Die amerikanischen Wissenschaftler hatten die Daten von mehr als 30.0000 Menschen analysiert und diese zur Häufigkeit von Kopfschmerzen und zu ihrem Gewicht befragt. Ergebnis: Zwar sind Dicke nicht öfter von Migräne betroffen als Schlanke. Doch mit steigendem Bodymass-Index (BMI) werden die Attacken häufiger und schwerer.
Bei normalgewichtigen Menschen mit einem BMI von 18,5 bis 24,9 berichteten nach Angaben der Fachgesellschaft vier Prozent über 10 bis 15 Kopfschmerztage pro Monat.
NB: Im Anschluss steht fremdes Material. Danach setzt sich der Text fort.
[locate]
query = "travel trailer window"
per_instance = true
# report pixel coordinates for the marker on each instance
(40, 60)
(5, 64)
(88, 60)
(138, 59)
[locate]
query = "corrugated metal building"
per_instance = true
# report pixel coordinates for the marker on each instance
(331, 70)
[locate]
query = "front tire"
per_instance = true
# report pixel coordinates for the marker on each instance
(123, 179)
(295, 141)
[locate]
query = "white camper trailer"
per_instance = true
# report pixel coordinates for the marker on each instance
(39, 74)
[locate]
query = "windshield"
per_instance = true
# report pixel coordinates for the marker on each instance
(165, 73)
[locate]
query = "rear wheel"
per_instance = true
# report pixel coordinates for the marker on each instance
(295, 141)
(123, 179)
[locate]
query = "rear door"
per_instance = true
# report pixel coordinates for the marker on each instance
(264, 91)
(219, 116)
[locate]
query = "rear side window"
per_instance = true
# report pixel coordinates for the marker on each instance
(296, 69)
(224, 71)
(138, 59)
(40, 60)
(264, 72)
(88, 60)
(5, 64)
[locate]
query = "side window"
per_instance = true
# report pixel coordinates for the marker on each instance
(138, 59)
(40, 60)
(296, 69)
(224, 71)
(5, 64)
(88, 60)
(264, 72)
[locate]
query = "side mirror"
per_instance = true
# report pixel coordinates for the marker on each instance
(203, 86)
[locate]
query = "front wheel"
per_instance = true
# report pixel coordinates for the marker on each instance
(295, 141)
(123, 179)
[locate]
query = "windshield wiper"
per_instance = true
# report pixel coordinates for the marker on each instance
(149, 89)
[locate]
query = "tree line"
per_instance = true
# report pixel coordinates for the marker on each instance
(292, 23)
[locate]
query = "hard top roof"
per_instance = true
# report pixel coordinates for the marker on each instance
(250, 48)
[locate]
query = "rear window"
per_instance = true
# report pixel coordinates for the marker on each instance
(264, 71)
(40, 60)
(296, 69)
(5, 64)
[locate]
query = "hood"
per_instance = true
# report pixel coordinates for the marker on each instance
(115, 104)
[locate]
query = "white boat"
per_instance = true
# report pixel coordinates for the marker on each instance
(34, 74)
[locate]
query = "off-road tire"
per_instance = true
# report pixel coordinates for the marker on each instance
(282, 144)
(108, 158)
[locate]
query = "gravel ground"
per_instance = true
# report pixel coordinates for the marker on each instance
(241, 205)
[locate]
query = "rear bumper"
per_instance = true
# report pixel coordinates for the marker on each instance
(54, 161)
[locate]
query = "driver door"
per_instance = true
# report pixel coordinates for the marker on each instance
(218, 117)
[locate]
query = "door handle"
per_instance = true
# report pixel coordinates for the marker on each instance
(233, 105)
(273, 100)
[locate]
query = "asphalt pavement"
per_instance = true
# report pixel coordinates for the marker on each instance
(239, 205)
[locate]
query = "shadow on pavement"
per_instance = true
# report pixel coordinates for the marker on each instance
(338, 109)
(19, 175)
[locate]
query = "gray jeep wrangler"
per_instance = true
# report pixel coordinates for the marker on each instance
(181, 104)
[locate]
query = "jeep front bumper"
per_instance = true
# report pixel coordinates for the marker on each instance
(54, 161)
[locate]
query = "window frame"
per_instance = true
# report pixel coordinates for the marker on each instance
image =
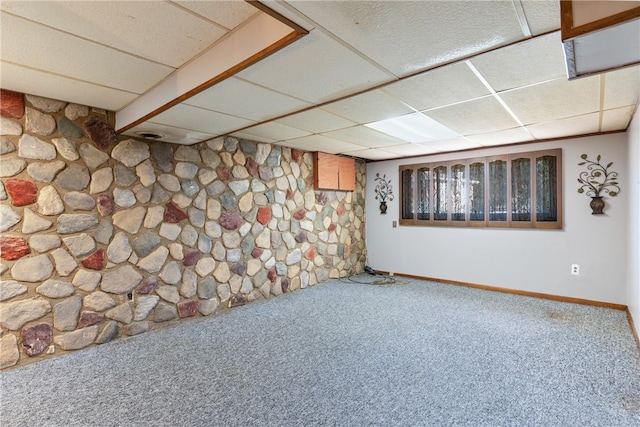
(465, 185)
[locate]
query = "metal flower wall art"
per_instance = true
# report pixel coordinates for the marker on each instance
(384, 191)
(596, 180)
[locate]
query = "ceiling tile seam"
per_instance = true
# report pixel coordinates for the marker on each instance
(124, 52)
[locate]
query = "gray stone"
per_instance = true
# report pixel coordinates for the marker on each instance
(14, 315)
(9, 353)
(80, 245)
(144, 305)
(9, 127)
(131, 152)
(86, 280)
(164, 312)
(101, 180)
(121, 313)
(129, 220)
(65, 313)
(77, 339)
(49, 201)
(124, 176)
(45, 104)
(108, 333)
(44, 242)
(32, 223)
(74, 177)
(53, 288)
(154, 261)
(75, 223)
(78, 201)
(186, 170)
(121, 280)
(65, 264)
(169, 293)
(98, 301)
(32, 269)
(66, 148)
(124, 198)
(38, 122)
(10, 289)
(45, 172)
(12, 167)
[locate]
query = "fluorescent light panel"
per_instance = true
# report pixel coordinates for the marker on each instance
(414, 127)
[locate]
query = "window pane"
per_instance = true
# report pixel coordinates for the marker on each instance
(458, 206)
(498, 190)
(424, 193)
(546, 189)
(521, 190)
(440, 193)
(407, 194)
(476, 191)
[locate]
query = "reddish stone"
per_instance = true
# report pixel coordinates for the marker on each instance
(231, 220)
(100, 132)
(11, 104)
(252, 166)
(237, 300)
(88, 318)
(21, 191)
(12, 247)
(256, 252)
(223, 173)
(36, 338)
(105, 204)
(95, 261)
(147, 285)
(264, 215)
(296, 155)
(191, 258)
(187, 308)
(310, 254)
(173, 214)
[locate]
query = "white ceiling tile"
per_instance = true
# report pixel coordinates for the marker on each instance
(230, 16)
(243, 99)
(443, 86)
(617, 118)
(316, 69)
(157, 31)
(42, 48)
(368, 107)
(364, 136)
(410, 36)
(316, 121)
(520, 65)
(197, 119)
(553, 100)
(34, 82)
(622, 87)
(480, 115)
(579, 125)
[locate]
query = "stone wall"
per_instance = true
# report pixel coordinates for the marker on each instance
(105, 236)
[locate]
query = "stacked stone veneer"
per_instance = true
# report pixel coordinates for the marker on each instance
(104, 236)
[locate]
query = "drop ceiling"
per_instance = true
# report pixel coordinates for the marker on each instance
(493, 72)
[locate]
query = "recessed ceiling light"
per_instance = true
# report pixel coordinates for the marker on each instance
(414, 127)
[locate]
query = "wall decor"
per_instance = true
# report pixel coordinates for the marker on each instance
(596, 180)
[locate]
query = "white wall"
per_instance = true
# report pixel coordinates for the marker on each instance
(633, 276)
(529, 260)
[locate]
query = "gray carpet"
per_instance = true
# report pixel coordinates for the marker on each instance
(412, 353)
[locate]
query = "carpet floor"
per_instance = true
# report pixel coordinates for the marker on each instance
(411, 353)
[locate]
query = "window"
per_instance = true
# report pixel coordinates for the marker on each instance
(516, 190)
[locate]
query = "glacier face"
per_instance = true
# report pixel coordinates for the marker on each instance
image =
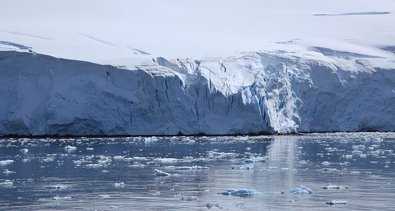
(260, 92)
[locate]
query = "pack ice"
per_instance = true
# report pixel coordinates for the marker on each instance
(90, 79)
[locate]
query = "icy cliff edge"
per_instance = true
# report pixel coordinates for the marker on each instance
(270, 92)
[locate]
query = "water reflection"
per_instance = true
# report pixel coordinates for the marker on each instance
(119, 174)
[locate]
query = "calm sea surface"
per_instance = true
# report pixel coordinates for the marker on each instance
(357, 170)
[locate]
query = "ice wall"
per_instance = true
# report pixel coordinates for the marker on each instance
(269, 92)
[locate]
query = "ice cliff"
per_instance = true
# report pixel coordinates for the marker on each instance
(259, 92)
Von den Fettleibigen mit einem BMI von mehr als 30 lag diese Rate schon bei 13,6 Prozent und bei einem BMI über 35 sogar bei 20 Prozent. Keinen Zusammenhang scheint es aber zwischen Körpergewicht und dem so genannten Spannungskopfschmerz zu geben.
Die Experten haben dem Bericht zufolge allerdings Probleme, diesen Zusammenhang zu erklären. Zwar seien bei stark übergewichtigen Menschen verschiedene Entzündungsbotenstoffe sowie andere körpereigene Transmitter erhöht, die bei Kopfschmerzen eine Rolle spielen könnten. Warum sich diese Veränderungen aber nur auf die Häufigkeit von Migräne, nicht aber auf jene von Spannungskopfschmerz auszuwirken scheinen, ist unklar. Ebenso wissen die Forscher nicht, ob eine Gewichtsreduzierung bei dicken Menschen die Migränehäufigkeit beeinflusst. (apa/red)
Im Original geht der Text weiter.